Il faut, au-delà de cela, se demander quelles sont les limites de cette sphère privée et s’il est possible d’étendre celle-ci en n’hésitant pas à intégrer dans l’arbitrage des données de droit public (I).
Une fois que l’on aura délimité le sujet, ou plus exactement le champ d’application de l’arbitrage, il conviendra d’en tirer toutes les conséquences de droit sur l’apport possible que le contentieux de l’arbitrage pourrait prendre ou donner au droit de l’environnement (II).
I- Aspects généraux de l’arbitrage interne dans le domaine du droit de l’environnement
L’arbitrabilité de la matière environnementale suscite de nombreuses interrogations du fait de sa nature publique mais aussi du fait de l’intervention fréquente de personnes publiques dans la matière considérée. Il convient donc, en premier lieu, de préciser le cadre de la compétence arbitrale en raison de son objet et des personnes mises en cause (A), avant de déterminer de façon plus spécifique la nature du contentieux environnemental afin de savoir dans quelle mesure, compte tenu de la nature du sujet, celui-ci peut-il faire l’objet d’un arbitrage (B).
A- Compétence ratione personae et ratione materiae
Selon les termes de l’article 2059 du Code civil, « toute personne peut compromettre sur les droits dont elle a la libre disposition ».
Cependant, alors que pour les personnes privées, les seules limites tiennent au respect des règles du droit commun des contrats, les personnes publiques se voient opposer un principe d’interdiction de compromettre prévu à l’article 2060 du Code civil16.
Ce principe d’interdiction prévu par la loi a été érigé en principe général du droit par le Conseil d’État dans un avis du 6 mars 1986 Eurodisneyland dans lequel il a considéré qu’ « il résulte des principes généraux du droit public français [que] les personnes morales de droit public ne peuvent pas se soustraire aux règles qui déterminent la compétence des juridictions nationales en remettant à la décision d’un arbitre la solution des litiges auxquels elles sont parties et qui se rattachent à des rapports relevant de l’ordre juridique interne. Tout compromis ou toute clause compromissoire conclu en méconnaissance de ces principes est atteint d’une nullité d’ordre public »17.

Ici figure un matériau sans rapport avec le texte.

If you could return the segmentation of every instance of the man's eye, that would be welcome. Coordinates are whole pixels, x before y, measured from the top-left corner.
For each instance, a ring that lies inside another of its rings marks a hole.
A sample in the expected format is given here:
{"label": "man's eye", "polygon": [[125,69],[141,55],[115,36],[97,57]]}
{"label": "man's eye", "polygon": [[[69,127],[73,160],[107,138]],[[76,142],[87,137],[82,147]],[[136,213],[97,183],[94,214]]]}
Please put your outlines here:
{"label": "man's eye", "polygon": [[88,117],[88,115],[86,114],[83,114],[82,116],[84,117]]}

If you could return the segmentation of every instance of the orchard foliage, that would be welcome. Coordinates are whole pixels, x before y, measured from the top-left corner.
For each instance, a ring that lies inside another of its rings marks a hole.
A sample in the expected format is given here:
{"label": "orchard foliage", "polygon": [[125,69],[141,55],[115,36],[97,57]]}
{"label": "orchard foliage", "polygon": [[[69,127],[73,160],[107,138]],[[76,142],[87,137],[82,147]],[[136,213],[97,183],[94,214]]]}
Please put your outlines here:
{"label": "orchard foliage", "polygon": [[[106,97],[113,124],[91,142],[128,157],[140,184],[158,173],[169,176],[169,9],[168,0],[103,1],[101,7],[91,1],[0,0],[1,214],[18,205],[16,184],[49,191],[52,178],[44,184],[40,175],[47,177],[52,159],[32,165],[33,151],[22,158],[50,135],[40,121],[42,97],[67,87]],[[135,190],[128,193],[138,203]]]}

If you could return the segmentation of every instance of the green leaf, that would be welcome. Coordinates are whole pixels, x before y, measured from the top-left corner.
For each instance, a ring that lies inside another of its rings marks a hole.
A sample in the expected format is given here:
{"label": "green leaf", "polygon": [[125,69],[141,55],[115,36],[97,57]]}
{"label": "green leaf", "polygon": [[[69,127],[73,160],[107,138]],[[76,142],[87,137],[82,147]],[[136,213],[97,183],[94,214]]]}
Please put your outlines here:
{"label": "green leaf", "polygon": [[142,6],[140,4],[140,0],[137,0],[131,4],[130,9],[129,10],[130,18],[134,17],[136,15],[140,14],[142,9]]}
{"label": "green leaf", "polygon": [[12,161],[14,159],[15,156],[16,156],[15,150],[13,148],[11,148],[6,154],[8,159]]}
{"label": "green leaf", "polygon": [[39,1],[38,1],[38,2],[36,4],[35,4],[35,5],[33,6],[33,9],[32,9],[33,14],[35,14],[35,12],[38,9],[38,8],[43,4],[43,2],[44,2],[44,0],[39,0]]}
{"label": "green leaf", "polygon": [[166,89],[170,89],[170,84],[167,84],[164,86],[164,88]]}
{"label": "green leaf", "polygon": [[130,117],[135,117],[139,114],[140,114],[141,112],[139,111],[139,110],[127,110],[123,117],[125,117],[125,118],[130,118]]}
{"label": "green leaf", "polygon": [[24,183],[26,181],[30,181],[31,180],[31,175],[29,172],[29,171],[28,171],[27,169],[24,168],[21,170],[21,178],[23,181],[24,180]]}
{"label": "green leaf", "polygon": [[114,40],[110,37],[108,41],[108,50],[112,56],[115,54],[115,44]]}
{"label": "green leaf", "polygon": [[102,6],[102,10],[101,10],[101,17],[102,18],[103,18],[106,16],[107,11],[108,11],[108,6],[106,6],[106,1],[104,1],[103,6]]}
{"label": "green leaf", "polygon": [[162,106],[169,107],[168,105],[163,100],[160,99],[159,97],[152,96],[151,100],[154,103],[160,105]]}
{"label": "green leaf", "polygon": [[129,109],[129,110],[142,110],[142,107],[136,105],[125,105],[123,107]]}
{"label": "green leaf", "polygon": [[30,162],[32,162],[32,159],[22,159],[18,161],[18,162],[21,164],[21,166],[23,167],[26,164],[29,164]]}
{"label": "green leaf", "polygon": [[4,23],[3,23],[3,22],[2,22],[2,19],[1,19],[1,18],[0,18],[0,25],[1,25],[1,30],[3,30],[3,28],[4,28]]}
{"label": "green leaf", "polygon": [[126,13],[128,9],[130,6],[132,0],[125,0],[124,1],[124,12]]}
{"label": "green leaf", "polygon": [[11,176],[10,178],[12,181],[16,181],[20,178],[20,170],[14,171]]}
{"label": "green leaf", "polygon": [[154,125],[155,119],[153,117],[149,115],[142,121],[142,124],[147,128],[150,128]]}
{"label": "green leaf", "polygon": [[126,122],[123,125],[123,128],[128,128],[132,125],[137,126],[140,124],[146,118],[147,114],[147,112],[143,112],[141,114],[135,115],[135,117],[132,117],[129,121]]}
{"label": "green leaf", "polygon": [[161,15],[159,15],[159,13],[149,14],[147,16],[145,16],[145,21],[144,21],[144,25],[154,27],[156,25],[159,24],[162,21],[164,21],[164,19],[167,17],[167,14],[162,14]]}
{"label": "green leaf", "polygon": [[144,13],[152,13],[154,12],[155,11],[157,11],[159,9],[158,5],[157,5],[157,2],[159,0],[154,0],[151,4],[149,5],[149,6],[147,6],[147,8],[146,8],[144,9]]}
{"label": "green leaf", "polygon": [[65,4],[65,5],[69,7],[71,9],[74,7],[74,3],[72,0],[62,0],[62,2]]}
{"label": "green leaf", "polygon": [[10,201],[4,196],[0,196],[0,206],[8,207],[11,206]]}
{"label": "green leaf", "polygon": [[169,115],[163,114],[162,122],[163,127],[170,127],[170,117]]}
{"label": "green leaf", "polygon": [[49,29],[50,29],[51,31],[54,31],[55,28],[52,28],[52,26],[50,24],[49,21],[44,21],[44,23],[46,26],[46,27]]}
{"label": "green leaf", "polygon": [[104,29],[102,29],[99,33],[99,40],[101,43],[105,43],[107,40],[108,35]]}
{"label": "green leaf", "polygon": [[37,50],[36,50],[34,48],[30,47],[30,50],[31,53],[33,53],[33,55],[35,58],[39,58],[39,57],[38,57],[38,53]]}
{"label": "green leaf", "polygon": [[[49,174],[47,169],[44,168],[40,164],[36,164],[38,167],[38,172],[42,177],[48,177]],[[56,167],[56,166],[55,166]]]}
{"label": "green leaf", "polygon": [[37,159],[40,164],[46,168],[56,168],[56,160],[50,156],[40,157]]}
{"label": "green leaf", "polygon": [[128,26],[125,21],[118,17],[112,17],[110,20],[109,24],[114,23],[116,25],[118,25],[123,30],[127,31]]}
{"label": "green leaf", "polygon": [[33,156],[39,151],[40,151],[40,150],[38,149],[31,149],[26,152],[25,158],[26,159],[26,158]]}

Le fondement de cette issue repose sur le principe de séparation des autorités administratives et judiciaires de la loi des 16 et 24 août 1790 et du décret du 16 fructidor an III et sur le système de dualité des ordres de juridiction18.
La prohibition de l’arbitrage pour les personnes publiques étant reconnue comme un principe général du droit, on ne peut y déroger que par la loi. Aussi, l’article L. 311-6 du Code de justice administrative a-t-il ainsi mis en place un certain nombre d’exceptions qu’il énumère de façon limitative. Il s'agit, d’une part, de certaines catégories de litiges contractuels, les litiges relatifs à la liquidation des dépenses de travaux publics et de fournitures engagées par l'État, les communes, les départements ainsi que les établissements publics locaux et les litiges relatifs aux contrats conclus pour la réalisation d'opérations d'intérêt national entre une pluralité de personnes publiques et des sociétés étrangères.
D’autre part, la loi offre la possibilité d’avoir recours à l'arbitrage à certains établissements publics comme La Poste19 et la SNCF. L’alinéa 2 de l’article 2060 du Code civil prévoit également cette possibilité pour d'autres établissements publics à caractère industriel et commercial à condition qu'ils y aient été préalablement autorisés par décret. Enfin, l'État peut aussi recourir à l'arbitrage pour mettre en œuvre la procédure de retour d'un bien culturel20.
Certains auteurs préconisent aujourd’hui d’ouvrir l’arbitrage à l’ensemble des personnes morales de droit public sans faire de distinction parmi celles-ci21. Une étude adoptée par l’assemblée générale du Conseil d’Etat le 4 février 1993 dénommée : « Régler autrement les conflits », proposait déjà l’extension du champ de l’arbitrage à l’ensemble des marchés publics22.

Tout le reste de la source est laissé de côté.